64-bit syscall documentation for MacOS assembly
Asked Answered
F

2

5

I'm having trouble finding the good documentation for writing 64-bit assembly on MacOS.

The 64-bit SysV ABI says the following in section A.2.1 and this SO post quotes it:

  • A system-call is done via the syscall instruction. The kernel destroys registers %rcx and %r11.

  • Returning from the syscall, register %rax contains the result of the system-call. A value in the range between -4095 and -1 indicates an error, it is -errno.

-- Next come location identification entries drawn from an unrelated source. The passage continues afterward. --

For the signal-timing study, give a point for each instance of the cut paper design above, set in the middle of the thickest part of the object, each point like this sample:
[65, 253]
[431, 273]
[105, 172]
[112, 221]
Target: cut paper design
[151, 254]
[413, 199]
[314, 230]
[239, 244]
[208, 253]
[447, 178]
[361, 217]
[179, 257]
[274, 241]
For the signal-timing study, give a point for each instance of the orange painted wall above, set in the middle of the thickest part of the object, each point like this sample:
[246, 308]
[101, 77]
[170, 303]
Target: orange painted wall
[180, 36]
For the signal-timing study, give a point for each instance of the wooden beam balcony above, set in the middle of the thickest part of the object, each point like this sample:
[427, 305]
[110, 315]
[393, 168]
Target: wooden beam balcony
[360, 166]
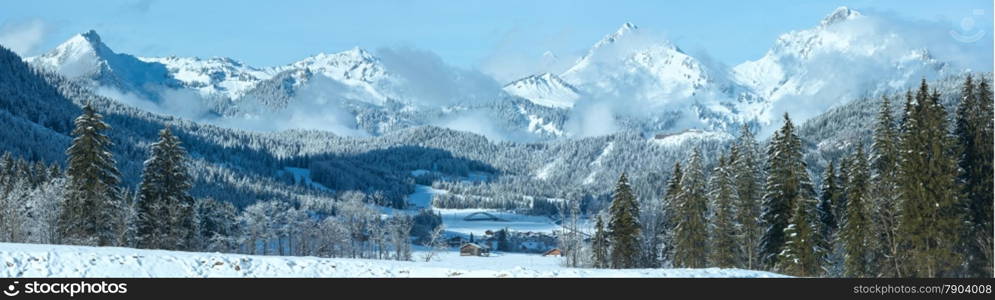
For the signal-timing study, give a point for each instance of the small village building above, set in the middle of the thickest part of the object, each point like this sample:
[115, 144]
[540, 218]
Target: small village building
[472, 249]
[553, 252]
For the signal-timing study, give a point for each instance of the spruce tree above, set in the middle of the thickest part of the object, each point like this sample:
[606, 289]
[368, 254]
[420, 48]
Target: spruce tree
[931, 220]
[670, 210]
[747, 173]
[624, 228]
[691, 231]
[725, 244]
[799, 256]
[93, 203]
[787, 180]
[600, 244]
[829, 194]
[856, 234]
[884, 194]
[974, 137]
[165, 207]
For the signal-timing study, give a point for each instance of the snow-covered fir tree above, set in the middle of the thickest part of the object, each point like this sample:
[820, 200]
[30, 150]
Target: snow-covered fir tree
[725, 244]
[624, 228]
[973, 129]
[90, 213]
[855, 234]
[931, 223]
[165, 209]
[787, 180]
[691, 231]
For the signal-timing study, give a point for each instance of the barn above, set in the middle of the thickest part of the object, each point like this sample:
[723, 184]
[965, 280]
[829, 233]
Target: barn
[553, 252]
[472, 249]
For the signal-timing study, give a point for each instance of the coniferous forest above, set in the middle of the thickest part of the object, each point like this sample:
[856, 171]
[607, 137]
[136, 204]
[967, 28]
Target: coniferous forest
[896, 183]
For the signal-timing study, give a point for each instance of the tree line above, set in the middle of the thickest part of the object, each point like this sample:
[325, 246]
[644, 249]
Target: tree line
[916, 203]
[87, 205]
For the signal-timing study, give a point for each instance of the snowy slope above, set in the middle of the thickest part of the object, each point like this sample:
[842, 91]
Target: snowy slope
[628, 59]
[26, 260]
[647, 83]
[86, 56]
[848, 55]
[544, 89]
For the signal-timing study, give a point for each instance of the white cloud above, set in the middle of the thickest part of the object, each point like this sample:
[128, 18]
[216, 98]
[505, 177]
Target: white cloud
[23, 37]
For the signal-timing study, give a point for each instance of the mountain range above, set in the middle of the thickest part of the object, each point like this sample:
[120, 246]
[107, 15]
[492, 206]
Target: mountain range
[629, 79]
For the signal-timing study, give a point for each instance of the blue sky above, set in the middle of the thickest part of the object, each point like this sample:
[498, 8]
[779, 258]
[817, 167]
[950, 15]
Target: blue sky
[464, 33]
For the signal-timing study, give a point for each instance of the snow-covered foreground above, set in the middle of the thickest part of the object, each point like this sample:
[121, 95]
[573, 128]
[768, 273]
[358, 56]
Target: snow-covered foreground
[27, 260]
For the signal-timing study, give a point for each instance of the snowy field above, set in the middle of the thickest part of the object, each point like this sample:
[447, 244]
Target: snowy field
[26, 260]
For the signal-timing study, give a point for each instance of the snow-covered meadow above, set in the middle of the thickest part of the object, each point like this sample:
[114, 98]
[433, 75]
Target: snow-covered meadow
[29, 260]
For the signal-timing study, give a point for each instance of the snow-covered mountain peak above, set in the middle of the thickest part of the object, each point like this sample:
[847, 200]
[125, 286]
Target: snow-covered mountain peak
[841, 14]
[77, 56]
[544, 89]
[354, 64]
[625, 30]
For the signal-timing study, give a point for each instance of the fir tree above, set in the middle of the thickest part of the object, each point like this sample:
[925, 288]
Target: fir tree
[92, 205]
[974, 138]
[748, 176]
[725, 245]
[883, 193]
[600, 244]
[624, 228]
[856, 234]
[691, 231]
[931, 220]
[670, 211]
[799, 257]
[165, 208]
[829, 194]
[787, 180]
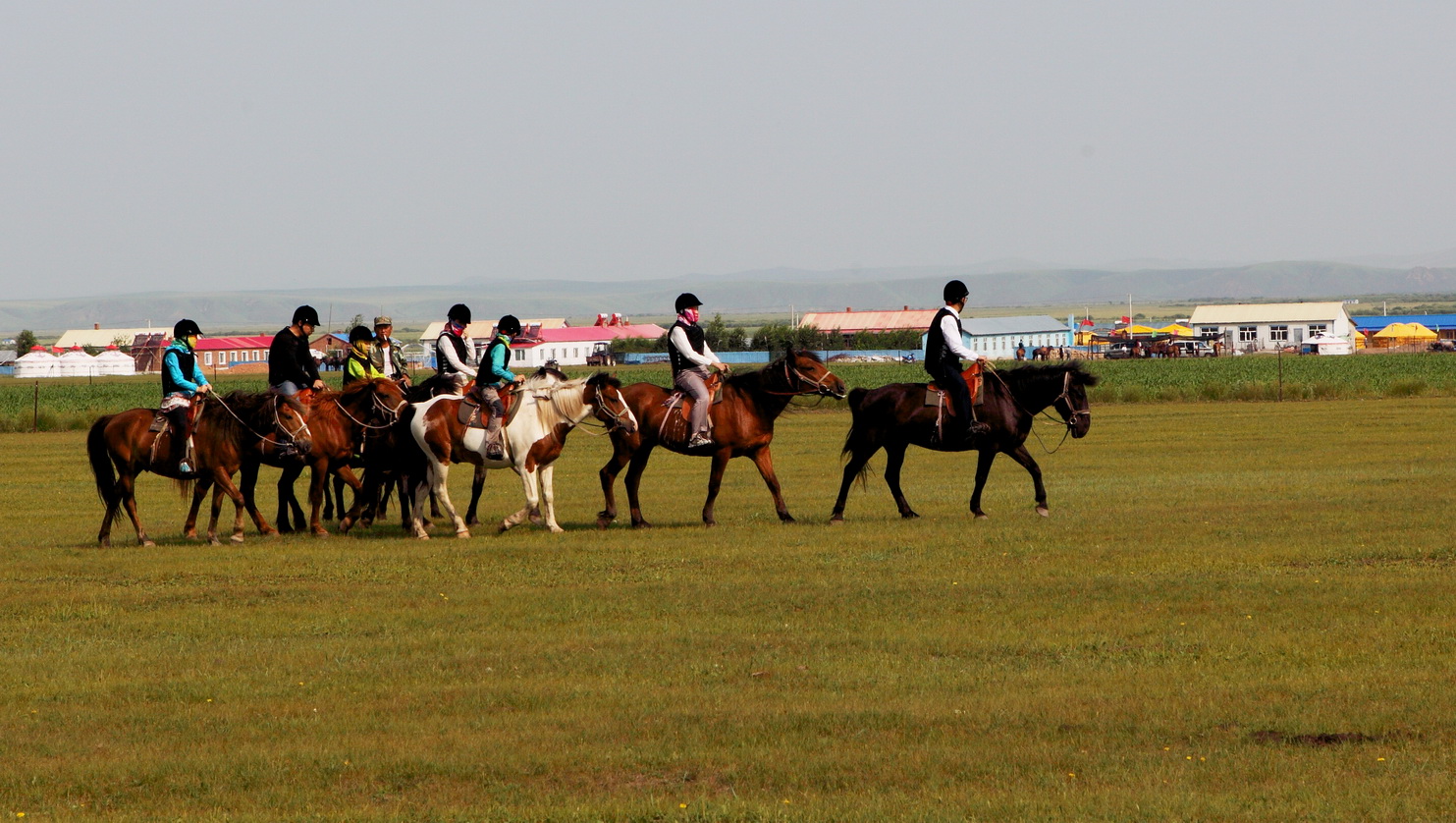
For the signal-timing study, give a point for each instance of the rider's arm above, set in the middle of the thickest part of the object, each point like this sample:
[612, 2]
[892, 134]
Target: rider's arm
[678, 340]
[952, 340]
[448, 350]
[498, 357]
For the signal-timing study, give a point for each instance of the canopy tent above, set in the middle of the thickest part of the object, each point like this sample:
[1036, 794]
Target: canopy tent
[1402, 334]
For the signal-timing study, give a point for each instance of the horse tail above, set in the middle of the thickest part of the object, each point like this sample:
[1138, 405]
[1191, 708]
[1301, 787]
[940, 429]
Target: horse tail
[101, 464]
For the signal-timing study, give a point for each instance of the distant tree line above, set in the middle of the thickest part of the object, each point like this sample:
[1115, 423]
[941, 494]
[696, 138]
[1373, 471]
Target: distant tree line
[775, 337]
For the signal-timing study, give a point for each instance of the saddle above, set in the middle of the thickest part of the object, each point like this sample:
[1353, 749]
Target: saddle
[678, 400]
[472, 412]
[937, 397]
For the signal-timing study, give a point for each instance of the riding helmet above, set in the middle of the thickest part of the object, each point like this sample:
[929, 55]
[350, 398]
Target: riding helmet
[304, 315]
[687, 301]
[186, 329]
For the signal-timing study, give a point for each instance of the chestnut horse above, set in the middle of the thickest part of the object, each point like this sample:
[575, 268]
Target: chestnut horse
[741, 427]
[895, 416]
[545, 412]
[226, 430]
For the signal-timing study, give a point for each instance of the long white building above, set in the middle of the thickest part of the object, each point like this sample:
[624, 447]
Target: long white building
[1256, 326]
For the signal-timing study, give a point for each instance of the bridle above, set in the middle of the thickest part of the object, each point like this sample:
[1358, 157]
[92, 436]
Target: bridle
[793, 376]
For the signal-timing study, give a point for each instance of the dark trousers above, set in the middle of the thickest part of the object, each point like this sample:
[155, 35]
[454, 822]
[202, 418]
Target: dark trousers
[948, 374]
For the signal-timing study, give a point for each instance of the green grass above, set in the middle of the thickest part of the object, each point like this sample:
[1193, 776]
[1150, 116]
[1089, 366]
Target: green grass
[1236, 611]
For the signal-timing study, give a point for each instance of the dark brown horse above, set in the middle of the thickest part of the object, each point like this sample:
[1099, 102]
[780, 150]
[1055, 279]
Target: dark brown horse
[895, 416]
[121, 448]
[340, 422]
[741, 427]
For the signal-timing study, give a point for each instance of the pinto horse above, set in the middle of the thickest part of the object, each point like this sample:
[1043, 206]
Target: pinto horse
[741, 427]
[546, 409]
[895, 416]
[226, 430]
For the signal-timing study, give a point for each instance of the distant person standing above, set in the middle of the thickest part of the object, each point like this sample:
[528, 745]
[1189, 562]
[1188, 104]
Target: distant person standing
[944, 352]
[386, 353]
[290, 360]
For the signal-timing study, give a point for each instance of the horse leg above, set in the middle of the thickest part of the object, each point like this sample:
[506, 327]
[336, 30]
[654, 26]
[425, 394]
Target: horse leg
[198, 493]
[1027, 462]
[983, 469]
[715, 481]
[532, 509]
[247, 473]
[609, 479]
[347, 519]
[632, 482]
[127, 485]
[476, 487]
[765, 461]
[895, 458]
[856, 464]
[549, 498]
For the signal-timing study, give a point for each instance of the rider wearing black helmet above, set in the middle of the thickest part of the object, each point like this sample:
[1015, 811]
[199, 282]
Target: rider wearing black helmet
[183, 380]
[692, 364]
[290, 360]
[452, 350]
[944, 350]
[494, 374]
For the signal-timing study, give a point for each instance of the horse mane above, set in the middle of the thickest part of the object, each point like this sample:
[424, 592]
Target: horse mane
[1031, 373]
[749, 379]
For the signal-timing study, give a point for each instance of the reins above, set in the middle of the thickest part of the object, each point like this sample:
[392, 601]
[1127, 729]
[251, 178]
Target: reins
[1066, 395]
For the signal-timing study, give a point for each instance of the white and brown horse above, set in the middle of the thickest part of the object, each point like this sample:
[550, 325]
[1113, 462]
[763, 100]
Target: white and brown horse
[548, 407]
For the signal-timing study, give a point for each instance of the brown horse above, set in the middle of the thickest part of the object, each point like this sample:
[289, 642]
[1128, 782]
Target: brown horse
[340, 422]
[895, 416]
[741, 425]
[226, 430]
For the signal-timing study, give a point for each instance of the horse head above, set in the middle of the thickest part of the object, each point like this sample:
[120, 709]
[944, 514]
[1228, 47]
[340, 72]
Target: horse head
[807, 374]
[1072, 403]
[605, 397]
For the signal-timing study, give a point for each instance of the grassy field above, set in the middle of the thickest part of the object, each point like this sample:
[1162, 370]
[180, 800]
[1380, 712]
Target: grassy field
[1235, 612]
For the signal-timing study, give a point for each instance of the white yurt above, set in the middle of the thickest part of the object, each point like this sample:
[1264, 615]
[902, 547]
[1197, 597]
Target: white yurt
[38, 363]
[75, 363]
[1328, 344]
[115, 361]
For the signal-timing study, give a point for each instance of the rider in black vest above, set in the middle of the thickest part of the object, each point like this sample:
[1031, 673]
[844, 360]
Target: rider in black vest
[692, 364]
[183, 380]
[944, 350]
[452, 353]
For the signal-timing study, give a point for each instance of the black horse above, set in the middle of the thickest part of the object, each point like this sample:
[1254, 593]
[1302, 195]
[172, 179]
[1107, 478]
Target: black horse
[894, 416]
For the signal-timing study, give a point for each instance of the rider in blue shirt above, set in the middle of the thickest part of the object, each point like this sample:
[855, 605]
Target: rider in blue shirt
[495, 374]
[183, 380]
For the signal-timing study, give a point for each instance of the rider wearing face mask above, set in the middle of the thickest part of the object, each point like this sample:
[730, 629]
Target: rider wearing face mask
[692, 364]
[360, 366]
[183, 380]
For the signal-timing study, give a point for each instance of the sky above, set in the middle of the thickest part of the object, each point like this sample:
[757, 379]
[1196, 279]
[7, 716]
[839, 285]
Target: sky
[199, 146]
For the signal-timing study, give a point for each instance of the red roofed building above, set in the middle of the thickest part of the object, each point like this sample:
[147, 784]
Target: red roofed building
[226, 352]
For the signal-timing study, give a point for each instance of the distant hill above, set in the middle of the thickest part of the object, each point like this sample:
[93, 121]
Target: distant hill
[743, 293]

Those two sentences are ok on Linux but are wrong on macOS Sierra with the following code:

global _start
extern _exit

section .text
_start:

; Align stack to 16 bytes for libc
and rsp, 0xFFFFFFFFFFFFFFF0

; Call write
mov rdx, 12             ; size
mov rsi, hello          ; buf
mov edi, 1              ; fd
mov rax, 0x2000004      ; write ; replace to mov rax, 0x1 on linux
syscall

jc .err                 ; Jumps on error on macOS, but why?
jnc .ok

.err:
mov rdi, -1
call _exit              ; exit(-1)

.ok:
; Expect rdx to be 12, but it isn't on macOS!
mov rdi, rdx
call _exit              ; exit(rdx)

; String for write
section .data
hello:
.str db `Hello world\n`
.len equ $-hello.str

Compile with NASM:

; MacOS: nasm -f macho64 syscall.asm && ld syscall.o -lc -macosx_version_min 10.12 -e _start -o syscall
; Linux: nasm -f elf64 syscall.asm -o syscall.o && ld syscall.o -lc -dynamic-linker /lib64/ld-linux-x86-64.so.2 -o syscall

Run on macOS:

./syscall      # Return value 0
./syscall >&-  # Return value 255 (-1)

I found out that:

  • A syscall return errno an sets the carry flag on error, instead of returning -errno in rax
  • rdx register is clobbered by syscall
  • On Linux, everything works as expected

Why is rdx clobbered? Why doesn't a syscall return -errno? Where can I find the real documentation?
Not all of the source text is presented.